I'm reading the book, second edition, and the reference Figure 6.2 has not MD as dest instruction, but DM, so I did not implemented my assembler with MD. Is it a mistake by me? Do I have to implement DM and MD, AM and MA... or is a script's error?
The first edition of the book has an inconsistency in the specification that was corrected in the second edition. This is going to cause some confusion for people that use both editions (or classes in which different students use different editions).
In the first edition, the ordering of the destination bits in the Hack opcodes is ADM (Figure 4.4), but the bit ordering in the Hack Assembly Language specification (same Figure) is AMD. This is a common source of errors when students are implementing their assembler because they can easily switch the M and the D destination bits.

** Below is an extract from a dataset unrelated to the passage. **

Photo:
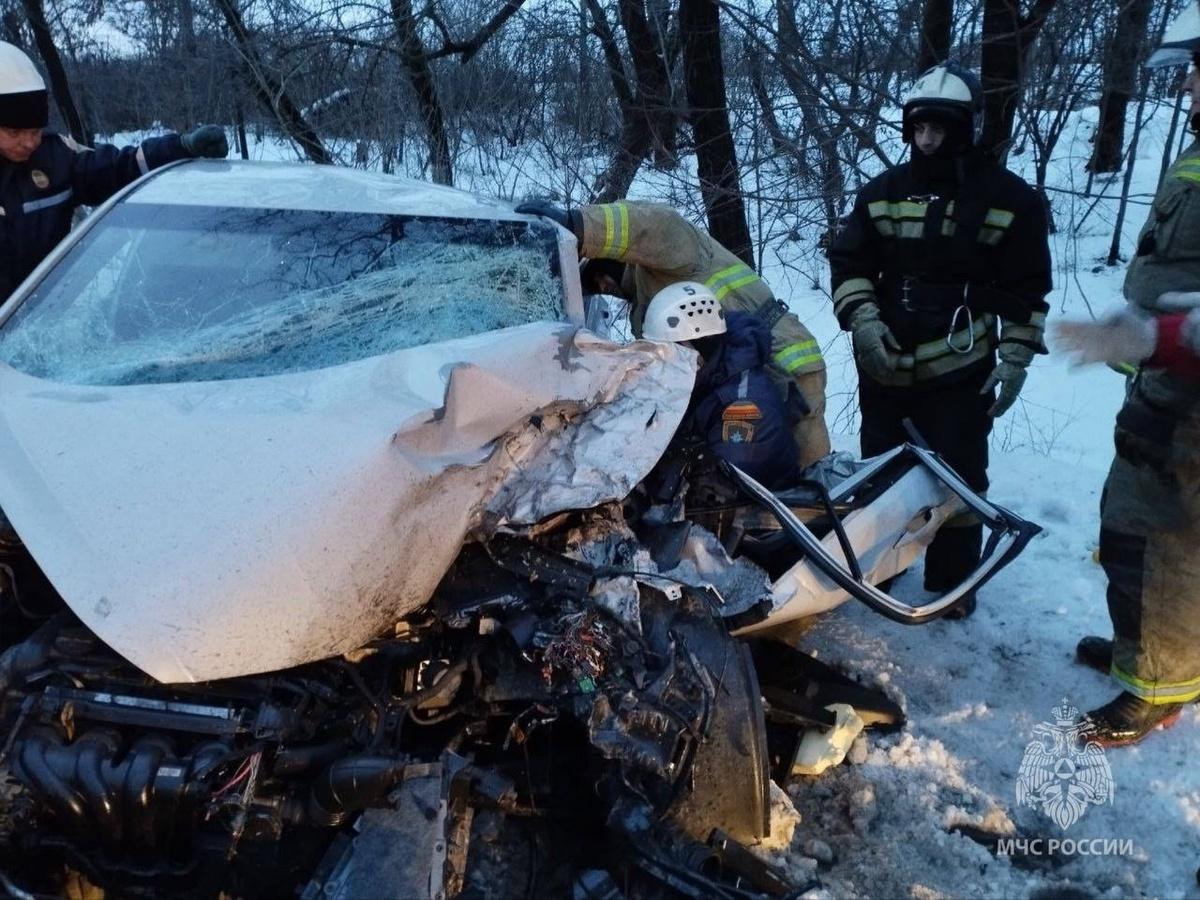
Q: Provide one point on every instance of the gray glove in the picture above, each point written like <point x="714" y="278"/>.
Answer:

The authors have addressed this in the second edition by making the mnemonics consistent with the hardware bit ordering. The new software tools, when they are finished, are also supposed to be strictly compliant (the current ones are too permissive in what they will accept).
They probably have not caught all the places where example code uses the old ordering, and that is going to be an ongoing thorn in their side. I don't know if the second edition (I haven't received a final copy yet) makes it explicit that there was this change. It really should.
To more directly answer your question, you should only have to implement the mnemonics that are explicitly given by the instruction set architecture (ISA). It is best to think of "AM" as not being two independent pieces of information that happen to be placed next to each other, but rather a code word that has a specific meaning.
Instead of "AM", they could have chosen "BOB" to mean that both the A and the M registers get written to, while SUE could mean write to the D and the M registers. You would not expect an assembler to recognize USE as being equivalent to SUE just because it uses the same three letters but in a different order. The same is true with the opcode mnemonics. D+M is not a mathematical expression, but merely a codeword. We would not expect +DM and DM+ to be recognized, so there is no reason to expect M+D to be recognized.
Because we try to choose mnemonics that make it easy for humans to remember what they mean, we can fall into the trap of reading more into them than is really there.